W domu na Kawiarach oprócz bezdomnych mieszkają psy, dwa konie i dwie wietnamskie świnki. — Już dawno powinny być w garnku, ale szefowa nie pozwala — śmieje się pan Marian. — Bo jak to, Funia i Klarę do garnka?

Konie też dostały tu drugie życie. Pani Maria i pan Marian odkupili Gazelę, starą, łaciatą klacz, za grosze, chroniąc ją przed rzeźnią. Ale za Gazelą chodził jeszcze Szardan, arab, piękny ogier, ale płochliwy i uważany za nienormalnego. Nikt go nie chciał, wzięli więc i jego. Gazela niedługo później odeszła. — Ale przynajmniej miała piękne lato — wzdycha pani Maria. Szardan przeżył śmierć Gazeli, osowiał, dokupili mu więc „piękną Helenę”, konika polskiego, który zadziornym spojrzeniem spod  ciemnej grzywy wita wchodzących do stajni. Helena przyzwyczajona była do chodzenia w bryczce, więc i tu czasem wozi dzieci, żeby nie tyła i żeby dzieci miały frajdę.

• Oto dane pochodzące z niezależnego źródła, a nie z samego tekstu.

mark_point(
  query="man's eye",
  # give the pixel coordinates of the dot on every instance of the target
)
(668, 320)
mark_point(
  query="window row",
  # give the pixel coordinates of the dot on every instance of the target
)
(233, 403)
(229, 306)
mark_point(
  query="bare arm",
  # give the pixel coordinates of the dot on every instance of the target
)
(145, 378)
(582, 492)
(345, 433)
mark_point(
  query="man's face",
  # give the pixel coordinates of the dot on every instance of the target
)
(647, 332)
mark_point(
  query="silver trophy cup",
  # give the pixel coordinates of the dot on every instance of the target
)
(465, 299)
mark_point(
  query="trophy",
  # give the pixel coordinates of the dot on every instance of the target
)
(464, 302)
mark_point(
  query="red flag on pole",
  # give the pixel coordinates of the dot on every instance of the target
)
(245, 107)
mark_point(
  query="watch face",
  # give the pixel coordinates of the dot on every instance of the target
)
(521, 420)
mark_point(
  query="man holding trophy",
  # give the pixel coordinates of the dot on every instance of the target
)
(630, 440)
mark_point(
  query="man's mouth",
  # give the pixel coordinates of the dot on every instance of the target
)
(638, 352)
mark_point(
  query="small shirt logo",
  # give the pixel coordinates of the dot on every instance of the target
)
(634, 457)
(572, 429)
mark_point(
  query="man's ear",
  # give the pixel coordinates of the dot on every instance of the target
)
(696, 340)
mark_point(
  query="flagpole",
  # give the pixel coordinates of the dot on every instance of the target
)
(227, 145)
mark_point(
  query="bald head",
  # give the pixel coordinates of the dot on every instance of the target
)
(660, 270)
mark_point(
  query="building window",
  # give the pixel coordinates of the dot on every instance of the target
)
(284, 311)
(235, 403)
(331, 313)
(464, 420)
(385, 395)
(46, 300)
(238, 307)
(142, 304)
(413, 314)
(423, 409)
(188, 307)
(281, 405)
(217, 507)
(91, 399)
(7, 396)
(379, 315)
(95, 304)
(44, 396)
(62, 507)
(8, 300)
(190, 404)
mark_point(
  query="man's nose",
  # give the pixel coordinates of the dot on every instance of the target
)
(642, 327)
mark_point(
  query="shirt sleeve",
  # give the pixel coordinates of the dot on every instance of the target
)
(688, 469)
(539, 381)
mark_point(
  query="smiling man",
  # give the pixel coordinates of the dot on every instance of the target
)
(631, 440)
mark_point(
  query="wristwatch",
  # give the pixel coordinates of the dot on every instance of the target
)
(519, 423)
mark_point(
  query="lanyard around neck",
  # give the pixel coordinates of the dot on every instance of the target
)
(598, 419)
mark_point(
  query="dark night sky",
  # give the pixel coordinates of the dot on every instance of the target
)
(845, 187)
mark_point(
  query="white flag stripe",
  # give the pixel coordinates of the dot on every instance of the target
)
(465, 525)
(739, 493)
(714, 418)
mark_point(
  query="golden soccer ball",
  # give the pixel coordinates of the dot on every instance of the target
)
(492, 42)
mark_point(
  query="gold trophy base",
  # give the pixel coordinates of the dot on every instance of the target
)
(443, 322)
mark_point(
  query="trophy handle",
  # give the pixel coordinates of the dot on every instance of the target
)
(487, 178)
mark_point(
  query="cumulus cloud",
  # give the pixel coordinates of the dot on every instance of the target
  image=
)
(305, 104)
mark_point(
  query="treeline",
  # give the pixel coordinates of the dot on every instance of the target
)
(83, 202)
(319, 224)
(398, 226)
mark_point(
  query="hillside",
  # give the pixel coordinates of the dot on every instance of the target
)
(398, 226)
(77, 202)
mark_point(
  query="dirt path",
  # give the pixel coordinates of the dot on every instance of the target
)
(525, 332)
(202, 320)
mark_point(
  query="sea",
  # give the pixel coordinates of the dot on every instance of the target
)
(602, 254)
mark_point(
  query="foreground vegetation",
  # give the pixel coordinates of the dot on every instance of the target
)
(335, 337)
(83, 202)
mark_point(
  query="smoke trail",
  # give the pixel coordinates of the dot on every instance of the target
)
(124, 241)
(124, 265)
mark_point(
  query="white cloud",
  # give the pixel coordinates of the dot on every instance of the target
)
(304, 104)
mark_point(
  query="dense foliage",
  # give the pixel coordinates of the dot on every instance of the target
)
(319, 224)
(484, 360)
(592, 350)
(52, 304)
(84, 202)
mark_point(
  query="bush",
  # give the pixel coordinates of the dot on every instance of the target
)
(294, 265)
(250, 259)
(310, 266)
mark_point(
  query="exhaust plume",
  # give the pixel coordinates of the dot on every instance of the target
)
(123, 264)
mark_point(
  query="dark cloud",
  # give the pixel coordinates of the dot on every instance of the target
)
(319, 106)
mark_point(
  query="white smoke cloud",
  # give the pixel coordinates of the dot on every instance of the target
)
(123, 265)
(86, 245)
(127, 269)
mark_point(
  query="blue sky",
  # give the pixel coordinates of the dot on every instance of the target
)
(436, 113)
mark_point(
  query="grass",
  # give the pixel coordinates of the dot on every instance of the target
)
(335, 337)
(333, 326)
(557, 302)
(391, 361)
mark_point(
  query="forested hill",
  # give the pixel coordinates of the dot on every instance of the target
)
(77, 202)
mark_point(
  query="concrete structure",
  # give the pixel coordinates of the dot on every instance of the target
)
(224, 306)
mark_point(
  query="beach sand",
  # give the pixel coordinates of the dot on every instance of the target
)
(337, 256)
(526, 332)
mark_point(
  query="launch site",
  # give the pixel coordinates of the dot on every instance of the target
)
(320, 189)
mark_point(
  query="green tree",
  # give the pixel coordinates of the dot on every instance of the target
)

Kiedy rozmawiamy, w biurze telefon odbiera pani Małgorzata. — Weź wszystko. Przejrzymy, przychodzą tu panie z dziećmi po chleb, na pewno wezmą, przyda się im.

Pani Małgorzata z krótką, kolorową fryzurką śmieje się młodymi oczami. Przez trzydzieści lat pracowała w księgowości. To nie jest praca, którą się kocha, ale przynajmniej bezpieczna. Kiedy otrzymała wypowiedzenie, zawalił jej się cały świat. Na chwilę się zawalił — ale postanowiła iść na kurs pracowników społecznych. Potem zaczęła szukać nowej pracy. Do przedszkola nie chciała iść, w pośredniaku przyjęła ofertę z domu pomocy społecznej. Nie zdążyła dojść do domu, kiedy zadzwonił telefon: — Pani Małgorzato, proszę wrócić, mamy dla pani co innego.

Cofnęła się. W biurze pośrednictwa pracy siedziała pani Maria z panem Marianem. Szukali kogoś do „Pomocnej Przystani”. Już od trzech lat pracują razem.

— Teraz jedyne, czego żałuję, to tego, że nie zmieniłam pracy dwadzieścia lat wcześniej — śmieje się pani Małgorzata. — Tutaj siedzę nie osiem, ale dziesięć albo więcej godzin. Tu są ludzie, tu coś się dzieje, tu jestem potrzebna. I tutaj jest mój dom.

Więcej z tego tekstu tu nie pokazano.